Create a Document from a URL
When you already have an existing data store for your files or prefer not to store them with Document Engine, you can create a document from a URL.
When operating on a document from a URL, Document Engine will fetch the file using the provided URL and cache it in the node file system.
-
Your service sends a document’s URL to Document Engine, which makes a request to the URL to retrieve the document.
-
The document service returns the document, and Document Engine saves it and its metadata in the asset storage and PostgreSQL.
-
Your service receives the document ID back, which it can use to reference the document later.
Security Considerations
Please be aware that the workflow of this functionality requires Document Engine to perform a server-side retrieval of data at the specified URL. As such, creating a document from a URL comes with inherent security limitations.
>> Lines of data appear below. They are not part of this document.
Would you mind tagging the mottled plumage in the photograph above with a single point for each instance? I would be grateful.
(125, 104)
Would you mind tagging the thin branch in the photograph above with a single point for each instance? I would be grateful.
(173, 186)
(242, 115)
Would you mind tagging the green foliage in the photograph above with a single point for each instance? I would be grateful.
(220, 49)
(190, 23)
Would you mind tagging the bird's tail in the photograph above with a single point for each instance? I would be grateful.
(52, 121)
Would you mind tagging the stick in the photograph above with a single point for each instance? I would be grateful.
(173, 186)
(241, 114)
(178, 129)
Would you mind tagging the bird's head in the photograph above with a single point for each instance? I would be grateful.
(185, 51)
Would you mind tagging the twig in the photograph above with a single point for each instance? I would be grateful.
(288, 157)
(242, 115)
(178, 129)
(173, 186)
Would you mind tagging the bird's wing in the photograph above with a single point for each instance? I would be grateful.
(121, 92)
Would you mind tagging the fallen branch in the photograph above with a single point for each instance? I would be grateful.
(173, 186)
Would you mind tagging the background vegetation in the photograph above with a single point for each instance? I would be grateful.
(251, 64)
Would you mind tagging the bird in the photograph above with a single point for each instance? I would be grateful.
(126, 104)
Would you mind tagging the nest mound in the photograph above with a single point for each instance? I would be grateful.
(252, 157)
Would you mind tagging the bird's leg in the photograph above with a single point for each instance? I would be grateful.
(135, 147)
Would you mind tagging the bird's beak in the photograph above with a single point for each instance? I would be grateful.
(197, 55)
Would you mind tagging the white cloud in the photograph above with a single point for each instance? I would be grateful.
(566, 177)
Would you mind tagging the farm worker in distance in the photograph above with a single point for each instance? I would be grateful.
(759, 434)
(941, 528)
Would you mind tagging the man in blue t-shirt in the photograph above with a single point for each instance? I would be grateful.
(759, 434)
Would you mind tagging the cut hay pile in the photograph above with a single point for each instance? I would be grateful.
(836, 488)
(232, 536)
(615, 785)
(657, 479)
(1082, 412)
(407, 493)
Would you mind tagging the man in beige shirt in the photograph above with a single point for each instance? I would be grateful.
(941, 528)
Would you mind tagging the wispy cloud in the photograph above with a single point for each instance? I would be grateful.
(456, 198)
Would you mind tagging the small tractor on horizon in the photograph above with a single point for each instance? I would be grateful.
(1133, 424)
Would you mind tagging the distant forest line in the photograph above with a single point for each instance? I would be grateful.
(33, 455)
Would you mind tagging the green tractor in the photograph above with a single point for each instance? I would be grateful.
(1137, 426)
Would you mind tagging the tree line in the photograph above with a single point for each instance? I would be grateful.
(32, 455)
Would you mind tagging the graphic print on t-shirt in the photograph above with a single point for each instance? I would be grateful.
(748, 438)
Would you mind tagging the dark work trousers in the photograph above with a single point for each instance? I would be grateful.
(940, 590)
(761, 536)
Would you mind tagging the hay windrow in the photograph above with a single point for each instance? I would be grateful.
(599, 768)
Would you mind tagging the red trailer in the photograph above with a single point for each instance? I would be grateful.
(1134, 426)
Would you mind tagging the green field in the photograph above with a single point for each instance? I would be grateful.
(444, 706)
For increased security at the expense of ease of integration, please consider disabling document creation from a URL and instead use the document creation from upload architecture to have data processed by Document Engine sourced from a Postgres database or S3-compatible storage.
The design intent of the document creation from a URL feature is for Document Engine to be able to easily integrate with other known and trusted services by reaching out and collecting data directly via HTTPS.
You should never send an untrusted URL directly to Document Engine. If your service is working with user input or other untrusted data sources, your service needs to implement checks to prevent untrusted URLs from being directly sent to Document Engine so as to mitigate the risk of server-side request forgery.
Because document creation from a URL requires an authorized API call, Document Engine doesn’t place limitations on the network sources it’ll attempt to resolve and retrieve data from. As an exercise in the principle of least privilege, consider limiting outbound network traffic at the container or network firewall level so that Document Engine can only communicate outbound to the sources it’s expected to retrieve data from.